[mpich-devel] MPI_Recv, blocking call concept

Wed Jun 13 23:48:33 CDT 2018

Ali MoradiAlamdarloo <timndus at gmail.com> writes:

> Thanks for your comment.
> On Fri, Jun 8, 2018 at 9:08 PM, Jed Brown <jed at jedbrown.org> wrote:
>
>> Your assumption is that exascale machines will be homogeneous
>
> Of course Exascale machines will be heterogeneous in a global view. probably
>  two application running on the system has heterogeneous computing resource
> comparing to each other, but I think each application must has their own
> homogeneous computing resources, otherwise maybe this heterogeneity itself
> makes load imbalances.

I meant coprocessors or distinct latency- and throughput-optimized
cores.  A CPU spinning is a trivial energy cost when connected to
several idle GPUs.

> Yes we can do some static hardware reconfiguration and find the best
> configuration(probably heterogeneous) for a specific application but I
> don't think this is going to be feasible in Exascale systems.
>
> filled with dirt-cheap hardware that requires lots of power, and operated by
>> low-wage workers
>
>  This is not my assumption. Yes, the hardware guys are building low power
> high efficient computing cores, but currently what is going to be run on
> top of it is a software that waste power at slacks.
> 1- there is a time frame that software waste the power.
> 2- power is the most constrained resource in Exascale.

It's money.  It costs $30M to buy the hardware that draws 1 MW, so you'd
need to run for 30 years to equal the acquisition cost (a MW-year costs
on the order of $1M).  Energy is a small fraction of the operating cost
for current HPC facilities -- hardware and staffing are much more
expensive.  Note that there exist 300 MW commercial data centers.

> 3- there will be a millions(maybe billions) of cores acting like this.

You have terrible load balance if most cores are waiting for a few, thus
an expensive mostly-idle machine.  Load balancing attempts the opposite
-- no stragglers, but it doesn't matter if a few complete very early.

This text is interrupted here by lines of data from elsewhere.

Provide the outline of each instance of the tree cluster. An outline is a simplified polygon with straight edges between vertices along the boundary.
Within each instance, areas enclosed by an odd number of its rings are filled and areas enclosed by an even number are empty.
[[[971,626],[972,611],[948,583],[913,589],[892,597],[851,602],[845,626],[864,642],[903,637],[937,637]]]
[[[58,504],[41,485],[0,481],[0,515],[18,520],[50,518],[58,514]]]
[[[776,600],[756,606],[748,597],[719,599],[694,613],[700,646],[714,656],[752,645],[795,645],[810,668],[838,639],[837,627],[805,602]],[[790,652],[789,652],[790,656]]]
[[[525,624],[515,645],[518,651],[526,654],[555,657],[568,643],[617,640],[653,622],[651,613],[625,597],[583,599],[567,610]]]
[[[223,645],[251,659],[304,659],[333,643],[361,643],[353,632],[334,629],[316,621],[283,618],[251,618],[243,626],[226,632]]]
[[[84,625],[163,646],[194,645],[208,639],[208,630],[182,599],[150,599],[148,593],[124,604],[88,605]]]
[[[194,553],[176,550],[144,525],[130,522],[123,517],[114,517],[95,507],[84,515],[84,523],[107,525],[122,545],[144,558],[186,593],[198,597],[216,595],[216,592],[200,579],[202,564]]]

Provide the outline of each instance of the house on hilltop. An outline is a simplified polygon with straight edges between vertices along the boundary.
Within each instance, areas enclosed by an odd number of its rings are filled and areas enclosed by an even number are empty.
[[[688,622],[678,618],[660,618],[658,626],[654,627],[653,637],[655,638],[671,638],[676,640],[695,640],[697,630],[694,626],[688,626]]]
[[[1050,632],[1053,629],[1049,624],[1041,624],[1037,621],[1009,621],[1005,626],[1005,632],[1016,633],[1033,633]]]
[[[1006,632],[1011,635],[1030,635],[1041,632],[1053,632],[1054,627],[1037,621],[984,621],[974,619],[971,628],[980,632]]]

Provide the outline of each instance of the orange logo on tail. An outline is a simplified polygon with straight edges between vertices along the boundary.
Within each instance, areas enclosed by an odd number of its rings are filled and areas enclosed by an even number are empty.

> So this must be handled, no matter how much our computing cores are power
> efficient.
>
> and also that applications will be highly latency
>> tolerant while also having such atrocious load imbalance that reducing
>> power while waiting on communication will significantly reduce total
>> operating costs?
>>
> Yes, probably there will be some plentiful latency insensitive Exascale
> applications.
> We would like the developers to write code where every processors is doing
> pretty much the same thing, it takes the same amount of time, they all
> communicate at exactly the same time and they do it again, in the real
> world this never happens. until there are slacks we have the chance to go
> forward in efficiency.

You've already lost if a significant fraction of the core-hours on your
machine are spent waiting.  Optimizing CPU throttling when you know
you'll be waiting a long time is just picking up crumbs.